The Power of Words
Students will be able to identify the impact that helpful or hurtful language has on others.
- Join the class together in a circle, on the rug or in chairs.
- Tell them that today they will participate in a Personal experience panel.
- Explain that three or four volunteers will describe a time when someone used positive words with them, and a time when someone used mean words with them (no names will be used).
- Share an example of each instance from your own life. For example: "When I was in college a guy in my calculus class said women aren't good at maths, and that really impacted my confidence. I learned to persevere because I love maths, and now I'm a maths teacher."
- Tell students that everyone who isn't speaking should listen to each volunteer on the panel with kind attention.
- Write "Personal Experience Panel" on the board.
- Underneath it, write a list of the following guidelines for the panel:
- Each person has equal time to speak.
- No one interrupts, gives advice, or breaks in with a personal story.
- What is said in the classroom, stays in the classroom.
- Focus on each speaker with eye contact and listening ears.
- Ask for three or four volunteers to come into the centre of the circle to form a smaller circle.
- Explain that they will each have three minutes to share an experience.
- Ask the class to take a few deep breaths into their bellies, and to relax their shoulders and hands.
- Then, have them return to normal breathing and feel their feet in their shoes or on the floor.
- Give each volunteer the following prompt: "Describe a time someone used mean words with you. What was this like? How did you feel?"
- Remind the listeners of the guidelines on the board, and have the volunteers speak one at a time.
- Afterwards, give the next prompt: "Describe a time someone used kind and uplifting words with you. What was this like? How did you feel?"
- Again, remind the class of the guidelines, and have the volunteers speak for three minutes.
- Thank the volunteers, and ask them to return to the larger circle.
- Ask the class, "What was it like to hear your classmates' stories? How did their experiences impact them? How can our words impact others and our community?"
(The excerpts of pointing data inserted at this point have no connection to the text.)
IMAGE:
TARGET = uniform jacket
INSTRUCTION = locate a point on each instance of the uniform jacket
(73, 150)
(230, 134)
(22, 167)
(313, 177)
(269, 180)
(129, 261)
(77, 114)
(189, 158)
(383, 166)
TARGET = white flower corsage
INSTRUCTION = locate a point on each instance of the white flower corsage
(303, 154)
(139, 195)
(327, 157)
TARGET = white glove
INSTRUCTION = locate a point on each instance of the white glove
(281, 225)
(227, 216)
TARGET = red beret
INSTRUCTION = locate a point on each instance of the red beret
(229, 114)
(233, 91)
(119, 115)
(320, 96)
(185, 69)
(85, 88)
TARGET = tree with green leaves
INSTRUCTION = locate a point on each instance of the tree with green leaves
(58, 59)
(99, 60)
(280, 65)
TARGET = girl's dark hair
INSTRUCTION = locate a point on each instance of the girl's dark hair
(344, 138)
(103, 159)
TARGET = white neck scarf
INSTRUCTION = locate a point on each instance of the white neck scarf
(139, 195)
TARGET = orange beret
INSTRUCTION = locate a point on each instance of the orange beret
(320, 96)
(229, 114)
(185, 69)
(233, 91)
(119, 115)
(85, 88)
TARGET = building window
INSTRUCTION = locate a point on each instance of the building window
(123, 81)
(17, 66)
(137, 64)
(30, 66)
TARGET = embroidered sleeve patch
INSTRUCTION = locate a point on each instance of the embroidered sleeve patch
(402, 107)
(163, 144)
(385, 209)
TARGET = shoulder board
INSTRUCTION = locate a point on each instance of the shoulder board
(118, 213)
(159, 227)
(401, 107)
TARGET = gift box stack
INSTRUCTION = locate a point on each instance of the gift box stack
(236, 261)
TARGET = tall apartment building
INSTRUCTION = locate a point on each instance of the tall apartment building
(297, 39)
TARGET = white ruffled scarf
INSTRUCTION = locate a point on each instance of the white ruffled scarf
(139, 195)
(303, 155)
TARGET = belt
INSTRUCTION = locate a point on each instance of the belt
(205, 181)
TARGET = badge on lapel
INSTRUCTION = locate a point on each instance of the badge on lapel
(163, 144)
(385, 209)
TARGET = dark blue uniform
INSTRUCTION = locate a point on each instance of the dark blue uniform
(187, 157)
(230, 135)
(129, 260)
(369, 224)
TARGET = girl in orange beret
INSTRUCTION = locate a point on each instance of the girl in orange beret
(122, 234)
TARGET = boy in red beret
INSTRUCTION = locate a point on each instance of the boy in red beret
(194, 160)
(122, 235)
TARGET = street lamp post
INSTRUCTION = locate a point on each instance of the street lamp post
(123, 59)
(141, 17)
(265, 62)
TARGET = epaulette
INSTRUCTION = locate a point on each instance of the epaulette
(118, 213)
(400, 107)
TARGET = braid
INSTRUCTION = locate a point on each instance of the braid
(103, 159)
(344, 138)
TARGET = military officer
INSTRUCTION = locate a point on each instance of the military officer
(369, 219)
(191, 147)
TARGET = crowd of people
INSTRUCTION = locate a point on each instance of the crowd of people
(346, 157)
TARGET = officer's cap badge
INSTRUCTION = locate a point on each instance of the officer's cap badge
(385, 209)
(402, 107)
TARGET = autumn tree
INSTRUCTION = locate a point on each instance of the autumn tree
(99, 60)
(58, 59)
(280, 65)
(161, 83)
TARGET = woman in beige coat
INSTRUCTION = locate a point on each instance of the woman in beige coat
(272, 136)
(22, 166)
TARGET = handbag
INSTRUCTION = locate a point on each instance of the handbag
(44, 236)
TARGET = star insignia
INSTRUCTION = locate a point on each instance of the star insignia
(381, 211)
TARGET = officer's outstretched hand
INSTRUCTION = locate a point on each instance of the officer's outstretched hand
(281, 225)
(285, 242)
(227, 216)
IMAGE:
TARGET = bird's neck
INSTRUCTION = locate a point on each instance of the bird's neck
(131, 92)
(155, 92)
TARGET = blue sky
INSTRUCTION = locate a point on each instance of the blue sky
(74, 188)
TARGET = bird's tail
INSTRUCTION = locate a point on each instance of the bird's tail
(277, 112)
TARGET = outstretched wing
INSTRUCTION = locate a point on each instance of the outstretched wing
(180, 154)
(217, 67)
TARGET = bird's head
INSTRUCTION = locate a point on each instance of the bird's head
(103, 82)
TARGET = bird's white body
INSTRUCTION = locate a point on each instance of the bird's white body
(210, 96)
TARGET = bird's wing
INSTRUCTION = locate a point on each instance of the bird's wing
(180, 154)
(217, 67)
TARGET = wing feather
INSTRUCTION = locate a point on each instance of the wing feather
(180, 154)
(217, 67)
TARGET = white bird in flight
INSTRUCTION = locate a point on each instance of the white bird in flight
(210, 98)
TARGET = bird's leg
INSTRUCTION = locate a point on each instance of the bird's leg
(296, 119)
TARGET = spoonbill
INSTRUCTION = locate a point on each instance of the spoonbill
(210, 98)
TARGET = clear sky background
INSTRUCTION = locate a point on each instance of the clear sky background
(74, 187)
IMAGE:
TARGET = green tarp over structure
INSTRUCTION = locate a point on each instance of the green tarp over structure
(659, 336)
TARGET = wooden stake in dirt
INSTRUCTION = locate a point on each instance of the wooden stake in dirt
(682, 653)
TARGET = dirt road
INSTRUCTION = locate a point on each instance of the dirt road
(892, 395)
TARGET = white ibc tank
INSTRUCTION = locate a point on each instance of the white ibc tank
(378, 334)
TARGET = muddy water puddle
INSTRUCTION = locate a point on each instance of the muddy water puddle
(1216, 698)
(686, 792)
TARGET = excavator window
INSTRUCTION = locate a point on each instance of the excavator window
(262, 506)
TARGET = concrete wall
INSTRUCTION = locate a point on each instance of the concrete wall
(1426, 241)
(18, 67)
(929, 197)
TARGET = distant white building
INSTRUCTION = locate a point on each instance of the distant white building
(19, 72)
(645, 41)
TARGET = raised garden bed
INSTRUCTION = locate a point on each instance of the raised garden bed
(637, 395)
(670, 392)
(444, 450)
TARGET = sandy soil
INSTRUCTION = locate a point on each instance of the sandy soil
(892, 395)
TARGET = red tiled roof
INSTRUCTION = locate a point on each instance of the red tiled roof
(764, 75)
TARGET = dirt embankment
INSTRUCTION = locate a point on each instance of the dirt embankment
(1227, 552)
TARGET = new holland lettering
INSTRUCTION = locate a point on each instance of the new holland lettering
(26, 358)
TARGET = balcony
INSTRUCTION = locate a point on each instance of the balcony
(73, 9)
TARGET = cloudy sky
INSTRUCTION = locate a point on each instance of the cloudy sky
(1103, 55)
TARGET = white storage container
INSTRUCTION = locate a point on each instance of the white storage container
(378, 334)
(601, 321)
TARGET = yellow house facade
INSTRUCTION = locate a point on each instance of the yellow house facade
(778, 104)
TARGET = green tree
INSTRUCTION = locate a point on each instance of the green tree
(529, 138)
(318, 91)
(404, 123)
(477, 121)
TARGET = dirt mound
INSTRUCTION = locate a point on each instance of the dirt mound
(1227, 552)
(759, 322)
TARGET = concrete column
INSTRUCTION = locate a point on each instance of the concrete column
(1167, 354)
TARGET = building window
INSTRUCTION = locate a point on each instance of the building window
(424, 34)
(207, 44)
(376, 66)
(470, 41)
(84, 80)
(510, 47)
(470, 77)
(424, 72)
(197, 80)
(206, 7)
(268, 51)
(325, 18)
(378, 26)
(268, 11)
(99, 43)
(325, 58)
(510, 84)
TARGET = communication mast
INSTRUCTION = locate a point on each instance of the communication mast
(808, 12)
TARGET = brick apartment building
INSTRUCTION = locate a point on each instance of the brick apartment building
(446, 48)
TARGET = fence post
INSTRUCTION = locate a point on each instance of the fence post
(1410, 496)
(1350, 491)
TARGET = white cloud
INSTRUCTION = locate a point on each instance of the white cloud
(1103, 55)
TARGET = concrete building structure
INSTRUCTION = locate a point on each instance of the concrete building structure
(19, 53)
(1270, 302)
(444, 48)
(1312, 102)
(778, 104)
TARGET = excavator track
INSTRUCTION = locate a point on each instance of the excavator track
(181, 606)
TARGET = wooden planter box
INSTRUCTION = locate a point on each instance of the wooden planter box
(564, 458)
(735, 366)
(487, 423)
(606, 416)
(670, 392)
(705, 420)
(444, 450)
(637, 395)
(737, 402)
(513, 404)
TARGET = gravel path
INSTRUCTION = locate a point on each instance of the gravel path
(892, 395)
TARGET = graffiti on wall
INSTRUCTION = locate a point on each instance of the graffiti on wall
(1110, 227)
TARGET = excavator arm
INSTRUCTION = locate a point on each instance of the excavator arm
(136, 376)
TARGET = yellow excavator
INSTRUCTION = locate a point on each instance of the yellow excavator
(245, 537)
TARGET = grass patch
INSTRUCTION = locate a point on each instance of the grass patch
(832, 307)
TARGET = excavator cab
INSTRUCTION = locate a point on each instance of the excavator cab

- (Note: If a student shares a situation where they have been emotionally abused or inflicted with physical harm, teachers must follow up as they are mandatory reporters.)
Explicit Instruction/Teacher modeling(20 minutes)
- Write the following question on the board: "How do we handle social pressures and unkindness?"
- Ask students to reflect on this prompt in their journals for a couple minutes.
- Then, have them share what they wrote with a partner.
- Facilitate a classroom discussion, with each pair sharing what they talked about. Guide them to reach some agreements about how they can all support each other in acting and speaking in kind ways.
- The following activity is optional:
- Show the class the book Desmond and the Very Mean Word, and tell them that you will be reading it to them.
- Ask students to consider the same question as you read.
- Read through the story, and pause periodically to check for comprehension.
- Ask, "How do we handle social pressures and unkindness?" Write some of the students' answers to the question on the board.
- After reading the story, ask the following questions, one at a time: What happened in the story? How does Father Trevor explain forgiveness? How did Desmond forgive? How do Desmond and the red-haired boy end up showing each other forgiveness and respect? How can people show compassion and respect for one another?
Guided practise(10 minutes)
- Show the class the poster with "Compassion," "Forgiveness," and "Respect" written on top.
- Explain to students that when they are seen demonstrating these three qualities (the teacher or students may see this), their name will be written on the poster.
- Tell the class that they will be drawing a picture from their life or a recent book they've read that reflected compassion, respect, or forgiveness. Their pictures will be placed on the poster. (If your class read Desmond and the Very Mean Word, they can draw a scene from that book that represents compassion, respect, or forgiveness.)
- Pass out the Compassion, Forgiveness, Respect worksheet.
- Read the worksheet's instructions, and model how to complete the activity.
- Ask the students if they have any questions.
Independent working time(25 minutes)
- Have students return to their seats, and work independently to complete the worksheet.
Enrichment:Ask advanced students to write a poem about forgiveness and/or overcoming negativity from others.
Support:Work one-on-one or in small groups to help students complete the worksheet.
- During the independent working time, move through the room and connect one-on-one with as many students as possible.
- Ask them to share when they've seen a classmate practise compassion, forgiveness, and respect, and when they've practiced these three things themselves. As students share, take notes, and try to have every student's name on the poster by the end of the day.
Review and closing(10 minutes)
- Bring the class back together in a circle.
- Show them the Compassion, Forgiveness, Respect poster with everyone's drawings.
- Go around the circle, and ask each student to share one word that is connected to the power of words, forgiveness, and respect.
- Remind students that their names will be placed on the poster when they are demonstrating compassion, forgiveness, or respect.